The overlap between federal lands and the most accessible sources of heat in the United States means permitting obstacles may be even more important in geothermal than they were for unconventional oil and gas. As it turned out, there are vast shale resources accessible from private and state land for which federal permitting requirements did not matter—because they do not apply. Removing federal permitting obstacles was important to get the shale industry going, but ultimately, it may have only sped up an inevitability. In contrast, it is difficult to see how enhanced geothermal systems can get off the ground without some permitting flexibility, given the reality that so much of the West is owned by the federal government.

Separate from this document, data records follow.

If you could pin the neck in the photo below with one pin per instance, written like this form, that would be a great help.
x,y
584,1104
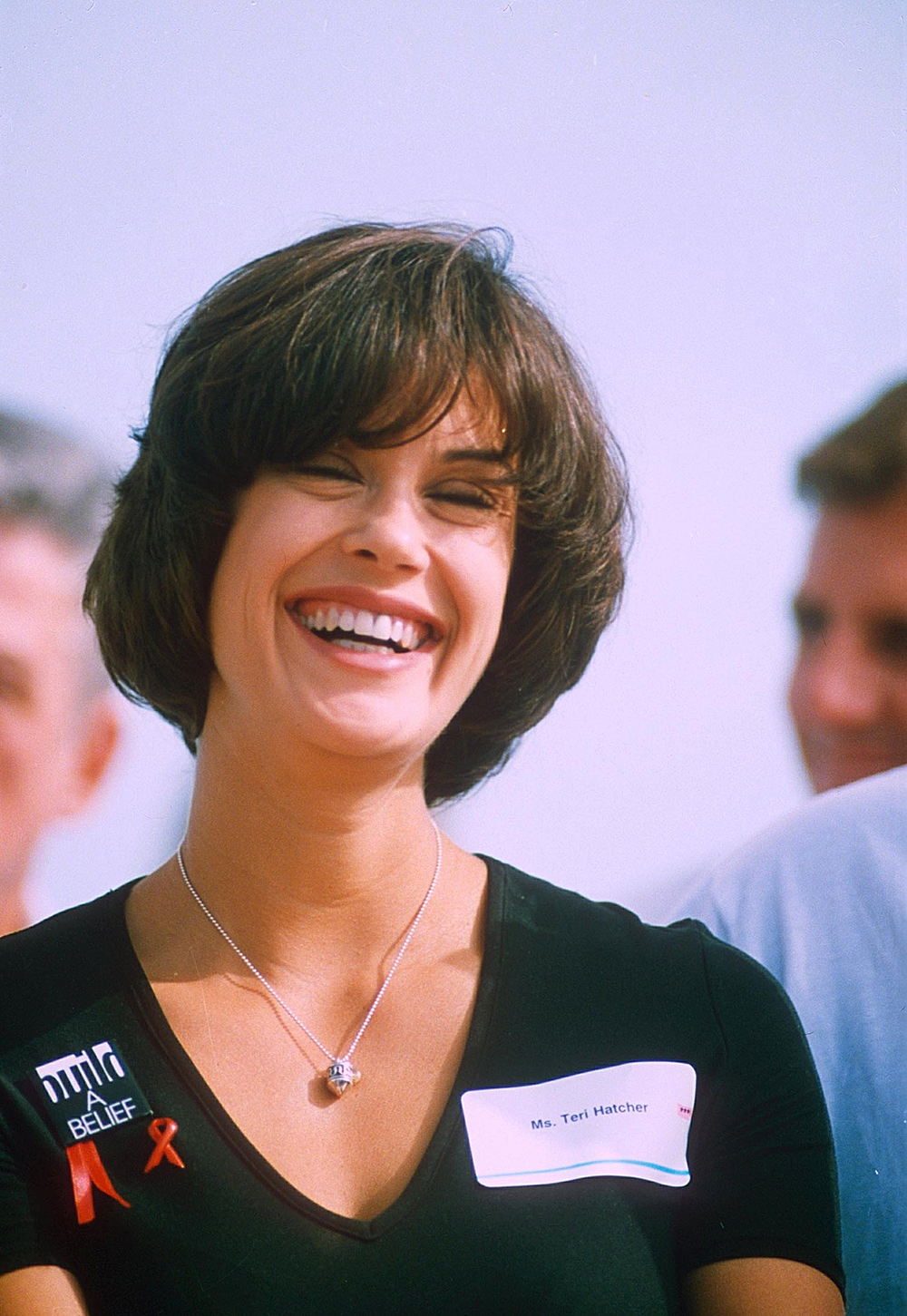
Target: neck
x,y
312,863
14,912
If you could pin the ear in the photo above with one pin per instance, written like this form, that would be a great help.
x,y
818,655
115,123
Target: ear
x,y
96,740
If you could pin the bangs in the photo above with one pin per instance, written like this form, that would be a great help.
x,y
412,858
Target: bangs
x,y
372,342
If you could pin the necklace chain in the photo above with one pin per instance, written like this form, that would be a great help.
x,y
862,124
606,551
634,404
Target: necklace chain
x,y
276,994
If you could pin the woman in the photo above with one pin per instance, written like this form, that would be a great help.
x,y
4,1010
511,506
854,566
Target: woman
x,y
323,1059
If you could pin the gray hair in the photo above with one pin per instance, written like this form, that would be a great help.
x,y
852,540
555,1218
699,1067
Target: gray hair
x,y
60,486
52,482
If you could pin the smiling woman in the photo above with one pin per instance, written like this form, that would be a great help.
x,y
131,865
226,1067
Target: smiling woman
x,y
323,1058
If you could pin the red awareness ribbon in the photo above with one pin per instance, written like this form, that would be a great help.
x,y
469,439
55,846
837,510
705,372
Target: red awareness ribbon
x,y
87,1169
162,1132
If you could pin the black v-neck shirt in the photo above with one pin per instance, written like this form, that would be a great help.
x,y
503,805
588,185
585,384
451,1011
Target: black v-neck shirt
x,y
566,986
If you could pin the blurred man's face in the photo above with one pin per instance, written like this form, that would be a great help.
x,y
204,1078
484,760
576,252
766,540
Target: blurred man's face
x,y
848,691
54,737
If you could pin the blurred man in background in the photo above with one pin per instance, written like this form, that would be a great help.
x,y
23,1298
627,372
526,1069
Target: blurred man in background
x,y
58,726
848,691
820,899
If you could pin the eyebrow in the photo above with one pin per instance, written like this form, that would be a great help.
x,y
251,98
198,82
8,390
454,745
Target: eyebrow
x,y
490,455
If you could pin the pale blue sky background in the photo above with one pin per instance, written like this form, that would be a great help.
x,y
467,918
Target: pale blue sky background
x,y
710,195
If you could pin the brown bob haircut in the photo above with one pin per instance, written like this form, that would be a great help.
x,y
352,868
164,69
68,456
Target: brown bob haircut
x,y
367,332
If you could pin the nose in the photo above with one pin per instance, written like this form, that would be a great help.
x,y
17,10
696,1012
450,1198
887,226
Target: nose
x,y
836,683
388,531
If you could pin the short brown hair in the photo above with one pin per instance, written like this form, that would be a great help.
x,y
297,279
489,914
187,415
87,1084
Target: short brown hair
x,y
365,332
863,461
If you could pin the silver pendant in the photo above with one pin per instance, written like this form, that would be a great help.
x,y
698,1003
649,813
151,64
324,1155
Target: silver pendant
x,y
340,1077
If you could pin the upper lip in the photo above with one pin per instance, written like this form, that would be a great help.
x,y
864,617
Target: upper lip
x,y
356,597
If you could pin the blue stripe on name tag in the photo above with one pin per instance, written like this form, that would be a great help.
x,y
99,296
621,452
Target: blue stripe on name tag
x,y
582,1165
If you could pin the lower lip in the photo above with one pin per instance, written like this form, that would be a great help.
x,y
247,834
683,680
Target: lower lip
x,y
831,770
379,661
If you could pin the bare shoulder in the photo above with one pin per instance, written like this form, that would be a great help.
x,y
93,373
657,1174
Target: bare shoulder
x,y
761,1286
41,1292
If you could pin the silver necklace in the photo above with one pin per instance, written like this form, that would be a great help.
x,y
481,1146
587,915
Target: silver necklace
x,y
340,1074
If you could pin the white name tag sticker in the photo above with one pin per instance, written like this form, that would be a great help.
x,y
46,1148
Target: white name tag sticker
x,y
629,1120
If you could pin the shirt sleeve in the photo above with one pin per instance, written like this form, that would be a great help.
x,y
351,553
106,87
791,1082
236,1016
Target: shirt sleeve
x,y
761,1155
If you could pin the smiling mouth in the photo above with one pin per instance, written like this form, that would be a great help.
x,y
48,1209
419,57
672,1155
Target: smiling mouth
x,y
362,630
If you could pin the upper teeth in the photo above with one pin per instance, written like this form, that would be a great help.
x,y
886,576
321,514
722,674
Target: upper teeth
x,y
361,623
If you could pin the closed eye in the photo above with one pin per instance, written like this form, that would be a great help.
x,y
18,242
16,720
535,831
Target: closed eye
x,y
466,498
328,473
810,619
890,639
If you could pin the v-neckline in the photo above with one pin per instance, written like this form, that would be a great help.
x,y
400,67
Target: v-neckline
x,y
180,1062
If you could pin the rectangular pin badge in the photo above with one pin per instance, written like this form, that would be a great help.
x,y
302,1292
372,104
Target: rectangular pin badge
x,y
88,1093
629,1120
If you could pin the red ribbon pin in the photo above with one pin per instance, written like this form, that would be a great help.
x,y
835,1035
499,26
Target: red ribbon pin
x,y
87,1169
162,1132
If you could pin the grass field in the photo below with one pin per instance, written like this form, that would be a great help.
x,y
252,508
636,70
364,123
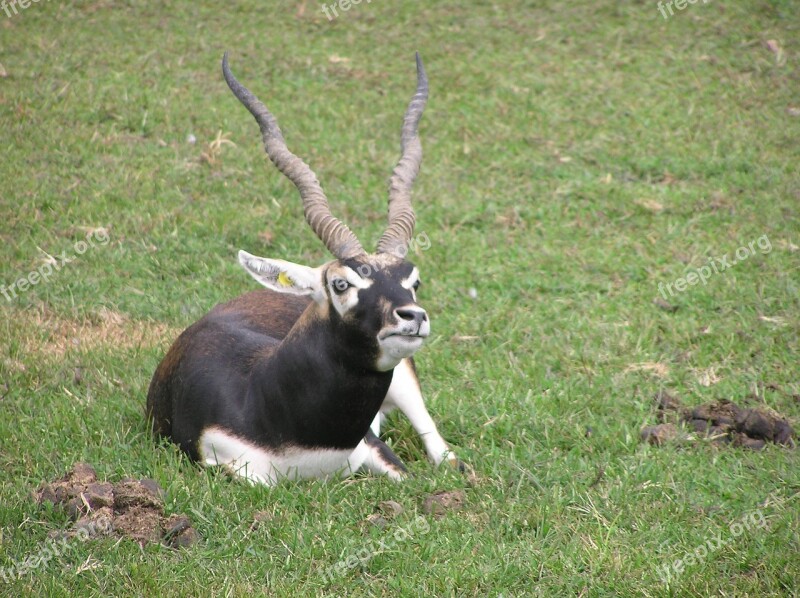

The prize that awaits us if we can fix this permitting obstacle is cheap, clean, scalable baseload electricity for the country and—once we get the technology right—the world. A number of new companies, generally started by ex-oil-and-gas executives, have emerged to take advantage of the opportunity. Houston-based Fervo is developing enhanced geothermal wells. Eavor has completed a closed-loop demonstration system in Alberta, Canada. Sage Geosystems, also founded in Houston, is pursuing a hybrid model. Quaise is commercializing millimeter-wave drilling invented at MIT.
If these companies and others like them are given a chance, geothermal know-how could become a major export industry by the 2030s. If we want to convert the world to non-fossil energy, removing technical obstacles through practice is essential. It would be a shame if something as obscure as a permitting asymmetry on federal lands delayed the global transition to clean energy.